Malena was sitting on the couch—again, not still, as the kitchen smelled like fresh-cooked steak and cheesy risotto—with a small army of Aeslin mouse surrounding her. Most were on the coffee table or the couch itself, but a fair number were sitting on her knees and the arm she had draped casually over the back of the couch, all watching her raptly.
“Welcome back, Sleeping Beauty,” she called. “Hope you don’t mind, but once I figured out you’d be asleep for a while, I went ahead and made with dinner. I figured you’d be hungry when you woke up.”
“You figured correctly,” I said, giving the air an appreciative sniff. My stomach rumbled rather than revolted, which was a good sign. “That smells amazing.”
“Steak, asparagus, risotto. And I have sour cream and butter, and some really nice herb paste that helps it all blend harmoniously.”

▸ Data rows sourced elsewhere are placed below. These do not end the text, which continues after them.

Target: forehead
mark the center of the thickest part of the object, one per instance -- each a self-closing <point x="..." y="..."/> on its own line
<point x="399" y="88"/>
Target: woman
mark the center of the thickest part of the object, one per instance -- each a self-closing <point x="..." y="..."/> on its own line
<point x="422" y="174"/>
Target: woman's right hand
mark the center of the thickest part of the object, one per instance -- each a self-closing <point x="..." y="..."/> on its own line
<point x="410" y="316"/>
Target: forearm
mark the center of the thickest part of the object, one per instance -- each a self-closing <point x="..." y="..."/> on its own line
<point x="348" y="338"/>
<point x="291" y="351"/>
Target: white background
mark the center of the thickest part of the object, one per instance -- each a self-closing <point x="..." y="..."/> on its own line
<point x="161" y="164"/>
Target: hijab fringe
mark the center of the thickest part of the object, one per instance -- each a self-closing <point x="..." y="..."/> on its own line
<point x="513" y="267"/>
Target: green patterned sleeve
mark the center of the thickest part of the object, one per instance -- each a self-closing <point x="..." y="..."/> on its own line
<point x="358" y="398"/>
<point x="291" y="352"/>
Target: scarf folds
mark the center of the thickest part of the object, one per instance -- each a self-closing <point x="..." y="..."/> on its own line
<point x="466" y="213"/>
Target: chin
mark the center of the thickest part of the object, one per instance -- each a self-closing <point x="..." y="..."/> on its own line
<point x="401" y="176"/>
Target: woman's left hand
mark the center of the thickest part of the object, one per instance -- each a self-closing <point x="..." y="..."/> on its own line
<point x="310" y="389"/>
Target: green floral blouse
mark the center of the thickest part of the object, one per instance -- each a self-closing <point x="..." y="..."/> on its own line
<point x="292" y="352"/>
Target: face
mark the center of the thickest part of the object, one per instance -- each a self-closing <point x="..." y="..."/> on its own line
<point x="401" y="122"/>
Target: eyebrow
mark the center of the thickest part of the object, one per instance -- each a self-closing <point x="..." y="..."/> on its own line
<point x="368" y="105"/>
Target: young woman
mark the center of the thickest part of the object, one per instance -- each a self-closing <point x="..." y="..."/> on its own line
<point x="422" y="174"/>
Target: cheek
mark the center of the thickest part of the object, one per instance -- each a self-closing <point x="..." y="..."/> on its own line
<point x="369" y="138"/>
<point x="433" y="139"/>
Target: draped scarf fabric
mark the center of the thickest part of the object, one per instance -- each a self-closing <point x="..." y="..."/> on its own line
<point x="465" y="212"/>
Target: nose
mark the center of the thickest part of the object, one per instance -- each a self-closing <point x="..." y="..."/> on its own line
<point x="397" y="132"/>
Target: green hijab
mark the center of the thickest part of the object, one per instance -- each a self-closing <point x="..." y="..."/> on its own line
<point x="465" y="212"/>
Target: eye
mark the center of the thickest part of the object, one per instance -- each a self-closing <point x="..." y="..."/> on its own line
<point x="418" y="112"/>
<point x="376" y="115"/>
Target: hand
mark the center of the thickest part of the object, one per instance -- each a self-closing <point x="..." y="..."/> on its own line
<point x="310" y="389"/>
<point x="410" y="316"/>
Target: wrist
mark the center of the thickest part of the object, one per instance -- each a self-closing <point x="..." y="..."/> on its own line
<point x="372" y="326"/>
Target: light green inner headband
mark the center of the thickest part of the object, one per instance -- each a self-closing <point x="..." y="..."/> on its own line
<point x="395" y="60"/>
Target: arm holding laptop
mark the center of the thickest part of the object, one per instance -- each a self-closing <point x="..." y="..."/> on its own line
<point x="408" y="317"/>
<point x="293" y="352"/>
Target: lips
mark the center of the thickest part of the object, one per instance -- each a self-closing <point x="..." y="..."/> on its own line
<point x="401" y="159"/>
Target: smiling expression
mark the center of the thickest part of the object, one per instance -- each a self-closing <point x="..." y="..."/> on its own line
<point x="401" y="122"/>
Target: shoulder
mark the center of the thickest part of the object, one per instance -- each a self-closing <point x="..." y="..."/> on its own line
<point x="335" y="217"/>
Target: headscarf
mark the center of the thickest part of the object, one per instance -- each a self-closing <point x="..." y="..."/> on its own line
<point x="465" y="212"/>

The rumbling stopped, replaced by the first stirrings of what might be mutiny. “Meaning…”
“Meaning I can puree the whole mess and it’ll still be delicious. Trust me, and think of it as a really interesting cream soup.” Malena smiled winningly. “You need to eat and keep it down, and I am here to help with that impossible combination.”
“I don’t know…” I’d been blending my food into unappetizing pastes for weeks. The thought of having it blended into anappetizingpaste was less enticing than it was alien and impossible. But she seemed so sure that it was possible, and I was so damn tired of being hungry all the time. “Fine, I guess. But I’m going to try chewing it first.”
“Deal,” she said, far too cheerfully for my tastes. “And on that note, mice, you’ve been wonderful company, but it’s time for me to feed your divinity.”
The mice cheered. They’d been more worried about my inability to eat than I had, which made sense, given how food-oriented they were as a colony.